Where the person wronged was an employee as distinct from being a quasi-familial servant was the problem squarely met by Woodward v. Washburn (3 Denio 369 [1846]). There, a clerk in the plaintiff’s store was, during store hours, tortiously locked in a bank by the defendant, a teller in the bank. The plaintiff sued for loss of his services. The court, in sustaining judgment for the plaintiff, stated (p. 374): “ It is enough that the relation of master and servant exists between the plaintiff and the person who is disabled or prevented from performing the service he has contracted to perform, by the tortious act of the defendant. It is not necessary, to sustain such action, to show that the person whose service has been lost by the plaintiff was either his apprentice or child. The reason and foundation upon which this doctrine is built seems to be, the property that every man has in the service of those whom he has employed, acquired by the contract of hiring, and purchased by giving them wages ”.

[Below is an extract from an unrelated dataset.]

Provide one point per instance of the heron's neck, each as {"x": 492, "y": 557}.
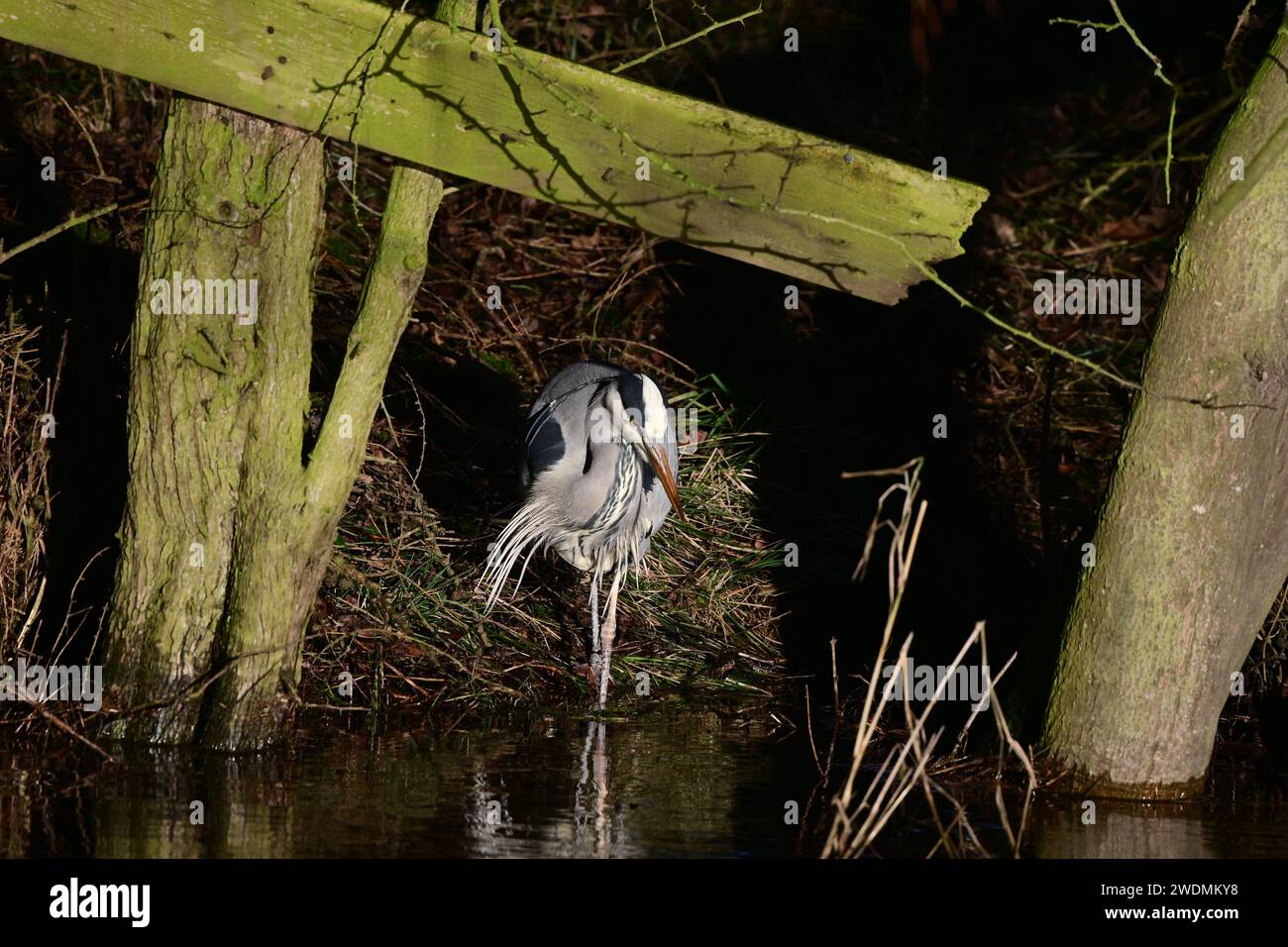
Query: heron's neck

We .have found no further holdings in New York on the rule in the Woodward case since its pronouncement. Other jurisdictions have permitted such causes of action (Damour Prods. Corp. v. Baruch Corp., 135 Cal. App. 351; Ames v. Union Ry. *766Co., 117 Mass. 541; Jones v. Waterman S.S. Corp., 155 F. 2d 992). As dictum, New York cases have assumed the continued existence of the rule (Bartley v. Richtmyer, 4 N. Y. 38; Lawyer v. Fritcher, 130 N. Y. 239; Tidd v. Skinner, 225 N. Y. 422), although the latest dictum questions it (Employers’ Liab. Assur. Corp. v. Daley, supra). Close analysis suggests that the dearth of cases in point is attributable to the difficulty of establishing other than nominal damages. Be that as it may, because Woodward has not been overruled we deem it necessary to follow it.

That portion of the complaint alleging damage for wages voluntarily paid the employee is stricken and the motion to dismiss the complaint as so amended is denied.